Christopher Starr, an ophthalmologist at Weill Cornell Medicine and clinical spokesperson for the American Academy of Ophthalmology, says that while the study was small, the results are promising. “The postoperative visual gains were quite impressive—as good, if not better, than traditional transplantation techniques,” he says. The participants also needed fewer eye drops and a shorter course of immunosuppressant drugs than is typically needed with transplantation from human donor corneas.
There have been other attempts at cornea implants. Artificial versions made of plastic exist, but they’re used when a patient has had one or more failed donor transplants. Because they’re plastic, these implants don’t integrate into a patient’s own eye like human tissue would, raising the risk of infection. “Biointegration has always been a huge challenge,” Starr says. “Without tight biointegration of a device, there is a much higher risk of bacteria getting into the eye and causing a rare but catastrophic infection called endophthalmitis, which often leads to permanent irreversible blindness.”
Immune system rejection, in which the body attacks the implant as a foreign object, is also a risk with any type of implant. But Starr says there may also be a lower risk of rejection with the bioengineered cornea, compared to human donor tissue, because the implant has been stripped of living cells.

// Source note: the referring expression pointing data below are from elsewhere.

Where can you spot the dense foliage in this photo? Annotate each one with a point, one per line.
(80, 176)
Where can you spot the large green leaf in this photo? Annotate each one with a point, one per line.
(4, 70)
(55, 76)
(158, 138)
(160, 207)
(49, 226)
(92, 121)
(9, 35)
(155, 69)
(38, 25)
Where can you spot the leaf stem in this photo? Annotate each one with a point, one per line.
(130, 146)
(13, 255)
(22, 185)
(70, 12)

Still, the process of inserting a bioengineered replacement over the original cornea, instead of swapping it out, might have some limitations. Akpek is skeptical that this kind of implant will be able to treat very severe cases of keratoconus, in which the cornea becomes clouded. “By just putting a transparent layer onto the cornea, they are strengthening, thickening, and flattening the cornea, but they’re not treating an opacified cornea, which is the advanced stage of keratoconus,” she says. For the bioengineered implant to work in these patients, she thinks the damaged cornea would also need to be removed—but that requires special training and technology that’s not available everywhere.

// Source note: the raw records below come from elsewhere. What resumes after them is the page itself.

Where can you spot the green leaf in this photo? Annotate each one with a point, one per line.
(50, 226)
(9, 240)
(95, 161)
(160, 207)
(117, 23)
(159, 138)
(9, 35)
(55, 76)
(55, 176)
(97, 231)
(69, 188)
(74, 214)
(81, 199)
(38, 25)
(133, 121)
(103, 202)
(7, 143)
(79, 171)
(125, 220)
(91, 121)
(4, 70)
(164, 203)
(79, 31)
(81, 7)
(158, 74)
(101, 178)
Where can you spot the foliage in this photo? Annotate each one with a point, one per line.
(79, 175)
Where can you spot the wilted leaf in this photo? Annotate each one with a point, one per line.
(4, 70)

And she points out that getting a transplant first requires a diagnosis of corneal disease, which can be difficult in low-income areas where people don’t have access to eye specialists. “This doesn’t solve the problem, which is poverty,” says Akpek. But if a bioengineered version is cheaper and more accessible than using donor corneas, she says, it has a shot at preventing blindness in more people.
Rafat’s company is planning a larger trial of patients with more advanced disease. They also want to test the implant in people with other types of corneal blindness. One unknown is how long the bioengineered corneas will last after they’re transplanted. Donor corneas can last 10 years or more if there are no complications. “Our aim is to have a permanent implant,” Rafat says.